Unterwegs auf der „rauen Piste“

Beate Kammler, eine der ersten deutschen Weltumseglerinnen in den sechziger/ siebziger Jahren, hatte den indischen Ozean in ihrem Buch „Komm, wir segeln um die Welt!“ als die „raue Piste“ bezeichnet. Als seinerzeit Hiscock vor knapp hundert Jahren aus Cocos Keeling losfuhr und in schweres Wetter geriet, drehte er, wie man das damals (und auch heute noch) macht, bei. Als selbst nach einigen Tagen das Wetter nicht besser wurde, musste er feststellen, dass das vorherrschende Wetter wohl der Normalzustand ist und setzte einfach Segel und fuhr weiter. Es scheint sich zum heutigen Wetter also nicht viel geaendert zu haben, diese Geschichte erscheint uns mehr als plausibel.

Sechs Tage sind wir jetzt schon unterwegs. Die angekuendigte Schwachwindzone verschob sich in den Wettervorhersagen immer weiter nach hinten und ist auch jetzt noch, wie schon beim Start, 3-4 Tage in der Zukunft. Unter 6 Bft Wind hatten wir bisher kaum, und die Wellen donnern immer wieder wie Kanonenschlage seitlich an die Bordwand. Gemuetlich ist also anders. Unsere Rollreffgenua hat einen kleinen Riss an einer der Dreifachnaehte. Um sie also zu schonen fahren wir im Moment unsere Sturmfock am Babystag und ab und an das Gross im zweiten Reff.

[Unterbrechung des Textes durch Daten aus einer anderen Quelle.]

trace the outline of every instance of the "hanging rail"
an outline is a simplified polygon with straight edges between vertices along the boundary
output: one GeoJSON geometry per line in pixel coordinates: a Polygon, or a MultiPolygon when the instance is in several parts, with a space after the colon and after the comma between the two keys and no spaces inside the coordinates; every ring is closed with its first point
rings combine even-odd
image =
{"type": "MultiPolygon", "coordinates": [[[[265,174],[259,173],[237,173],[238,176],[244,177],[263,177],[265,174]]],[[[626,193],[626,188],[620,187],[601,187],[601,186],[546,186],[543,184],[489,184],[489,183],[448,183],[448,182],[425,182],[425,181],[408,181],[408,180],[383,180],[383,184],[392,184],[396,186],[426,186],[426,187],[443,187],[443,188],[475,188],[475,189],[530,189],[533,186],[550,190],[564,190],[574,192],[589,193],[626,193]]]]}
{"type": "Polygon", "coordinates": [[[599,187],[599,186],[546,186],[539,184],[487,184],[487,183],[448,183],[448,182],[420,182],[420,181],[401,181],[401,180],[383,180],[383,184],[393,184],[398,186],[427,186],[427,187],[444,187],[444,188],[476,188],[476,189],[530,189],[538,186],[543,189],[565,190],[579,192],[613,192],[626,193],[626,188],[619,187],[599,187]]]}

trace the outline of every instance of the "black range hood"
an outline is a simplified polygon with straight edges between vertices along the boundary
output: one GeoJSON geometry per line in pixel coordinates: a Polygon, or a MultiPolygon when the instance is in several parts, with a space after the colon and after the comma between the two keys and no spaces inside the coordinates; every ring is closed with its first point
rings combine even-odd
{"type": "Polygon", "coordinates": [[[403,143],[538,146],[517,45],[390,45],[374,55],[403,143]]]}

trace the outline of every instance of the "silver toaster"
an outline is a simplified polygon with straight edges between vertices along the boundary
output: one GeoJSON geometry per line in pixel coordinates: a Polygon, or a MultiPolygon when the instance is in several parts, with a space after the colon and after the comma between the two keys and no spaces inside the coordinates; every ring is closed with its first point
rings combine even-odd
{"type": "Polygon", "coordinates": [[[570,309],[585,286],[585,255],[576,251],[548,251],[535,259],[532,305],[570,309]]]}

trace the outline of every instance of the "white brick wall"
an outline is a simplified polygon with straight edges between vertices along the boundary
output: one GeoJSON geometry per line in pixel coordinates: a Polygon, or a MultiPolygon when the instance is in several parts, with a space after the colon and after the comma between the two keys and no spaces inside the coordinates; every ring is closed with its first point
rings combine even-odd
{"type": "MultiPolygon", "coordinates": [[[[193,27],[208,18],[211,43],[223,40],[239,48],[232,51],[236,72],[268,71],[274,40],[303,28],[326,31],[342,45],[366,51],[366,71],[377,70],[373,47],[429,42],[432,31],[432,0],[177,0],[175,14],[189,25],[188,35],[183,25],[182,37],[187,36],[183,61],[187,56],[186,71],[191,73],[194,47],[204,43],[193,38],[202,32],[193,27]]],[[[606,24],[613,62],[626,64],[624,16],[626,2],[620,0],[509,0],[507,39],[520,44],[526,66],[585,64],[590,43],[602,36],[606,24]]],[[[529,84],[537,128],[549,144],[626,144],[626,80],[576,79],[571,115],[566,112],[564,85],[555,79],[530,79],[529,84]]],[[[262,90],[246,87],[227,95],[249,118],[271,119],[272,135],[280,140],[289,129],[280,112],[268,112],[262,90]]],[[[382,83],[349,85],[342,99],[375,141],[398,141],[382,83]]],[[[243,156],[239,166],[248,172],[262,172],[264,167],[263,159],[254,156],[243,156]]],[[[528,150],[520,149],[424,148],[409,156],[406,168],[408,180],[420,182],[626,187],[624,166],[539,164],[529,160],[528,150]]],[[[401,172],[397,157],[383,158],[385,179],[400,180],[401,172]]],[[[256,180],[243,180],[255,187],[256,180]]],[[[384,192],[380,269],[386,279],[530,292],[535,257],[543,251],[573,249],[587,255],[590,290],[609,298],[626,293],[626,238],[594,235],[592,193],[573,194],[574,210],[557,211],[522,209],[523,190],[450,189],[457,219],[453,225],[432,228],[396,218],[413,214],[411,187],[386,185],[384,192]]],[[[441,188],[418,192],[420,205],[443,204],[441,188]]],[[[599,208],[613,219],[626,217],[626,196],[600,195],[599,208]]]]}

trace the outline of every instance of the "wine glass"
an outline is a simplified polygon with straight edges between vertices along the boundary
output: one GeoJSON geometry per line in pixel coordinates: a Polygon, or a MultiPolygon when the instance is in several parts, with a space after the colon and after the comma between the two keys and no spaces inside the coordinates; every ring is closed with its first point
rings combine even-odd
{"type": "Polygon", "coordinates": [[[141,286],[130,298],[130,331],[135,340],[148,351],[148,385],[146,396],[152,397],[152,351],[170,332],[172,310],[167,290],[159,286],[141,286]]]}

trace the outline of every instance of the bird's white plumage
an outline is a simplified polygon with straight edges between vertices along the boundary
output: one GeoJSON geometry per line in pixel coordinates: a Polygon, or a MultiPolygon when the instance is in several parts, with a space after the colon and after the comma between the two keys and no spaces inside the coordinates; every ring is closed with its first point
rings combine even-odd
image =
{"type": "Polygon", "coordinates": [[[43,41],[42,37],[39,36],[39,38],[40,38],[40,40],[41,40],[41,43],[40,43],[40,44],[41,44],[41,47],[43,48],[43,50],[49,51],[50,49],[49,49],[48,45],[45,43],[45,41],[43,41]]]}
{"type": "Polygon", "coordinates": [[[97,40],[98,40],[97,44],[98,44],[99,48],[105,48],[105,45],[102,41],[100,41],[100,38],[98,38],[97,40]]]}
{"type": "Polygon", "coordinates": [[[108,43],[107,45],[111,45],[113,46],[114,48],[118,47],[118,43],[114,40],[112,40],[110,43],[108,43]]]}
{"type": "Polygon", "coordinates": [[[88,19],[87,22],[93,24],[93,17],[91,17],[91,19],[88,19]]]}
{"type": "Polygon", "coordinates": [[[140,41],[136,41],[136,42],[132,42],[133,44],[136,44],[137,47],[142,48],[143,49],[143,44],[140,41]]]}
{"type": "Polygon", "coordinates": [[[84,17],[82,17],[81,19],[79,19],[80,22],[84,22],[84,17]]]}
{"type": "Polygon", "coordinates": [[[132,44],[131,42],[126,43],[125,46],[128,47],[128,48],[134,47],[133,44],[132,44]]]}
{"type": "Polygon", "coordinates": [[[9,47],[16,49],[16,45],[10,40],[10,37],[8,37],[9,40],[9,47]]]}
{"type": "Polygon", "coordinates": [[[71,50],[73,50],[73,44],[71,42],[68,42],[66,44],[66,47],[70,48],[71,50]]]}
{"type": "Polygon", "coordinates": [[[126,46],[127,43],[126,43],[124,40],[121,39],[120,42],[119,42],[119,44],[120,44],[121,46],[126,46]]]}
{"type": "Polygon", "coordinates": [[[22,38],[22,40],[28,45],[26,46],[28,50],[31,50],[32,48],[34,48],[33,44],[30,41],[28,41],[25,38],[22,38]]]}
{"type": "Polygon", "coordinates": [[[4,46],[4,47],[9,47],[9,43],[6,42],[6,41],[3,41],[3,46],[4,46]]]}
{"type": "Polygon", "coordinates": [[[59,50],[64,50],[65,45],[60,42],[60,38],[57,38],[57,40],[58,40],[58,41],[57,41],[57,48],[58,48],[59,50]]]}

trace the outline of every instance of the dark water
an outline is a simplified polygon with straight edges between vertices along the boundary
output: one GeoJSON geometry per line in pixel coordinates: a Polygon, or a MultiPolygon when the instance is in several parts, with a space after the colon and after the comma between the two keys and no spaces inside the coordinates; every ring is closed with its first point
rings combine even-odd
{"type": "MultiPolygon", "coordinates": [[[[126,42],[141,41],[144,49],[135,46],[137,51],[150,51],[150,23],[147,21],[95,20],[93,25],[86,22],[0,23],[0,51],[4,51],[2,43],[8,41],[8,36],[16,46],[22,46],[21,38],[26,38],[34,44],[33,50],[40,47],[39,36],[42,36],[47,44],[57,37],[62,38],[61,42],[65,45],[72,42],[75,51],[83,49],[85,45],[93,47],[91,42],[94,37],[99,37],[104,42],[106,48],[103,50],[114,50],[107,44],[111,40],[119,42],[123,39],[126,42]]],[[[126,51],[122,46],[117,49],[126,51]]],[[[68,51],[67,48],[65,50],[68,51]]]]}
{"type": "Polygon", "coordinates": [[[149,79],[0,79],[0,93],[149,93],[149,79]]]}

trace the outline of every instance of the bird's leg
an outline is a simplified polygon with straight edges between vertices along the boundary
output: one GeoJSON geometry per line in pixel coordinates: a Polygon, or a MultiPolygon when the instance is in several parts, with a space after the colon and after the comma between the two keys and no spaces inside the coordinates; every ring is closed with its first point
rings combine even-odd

Und dann treibt auch noch der Klabautermann seinen Schabernack mit uns (vielleicht liegt es aber auch den 3 m Wellen von der Seite). Die Kochtoepfe fallem mal mit, mal ohne Inhalt vom Herd, oft auch hinter den Herd. Unser Kraeutergarten, den wir unter der Sprayhood gut verschnuert hatten, stuerzt sich kopfueber in die Naviecke, die Stuetze vom Windgeneratormast macht sich auch wieder mal selbstaendig und auf die Steuerkette vom Windpilot muss man auch ein Auge haben. Sie neigt dazu, am liebsten nachts, von der Pinne zu springen. Ansonsten tropft es aus allen Luken und Pilzlueftern, wenn wieder einmal Wellen ueber das Vorschiff und den Kajuetaufbau, das Seitendeck oder uebers Heck einsteigen. Es ist wie Skifahren auf der Buckelpiste oder eben Segeln am Indischen Ozean.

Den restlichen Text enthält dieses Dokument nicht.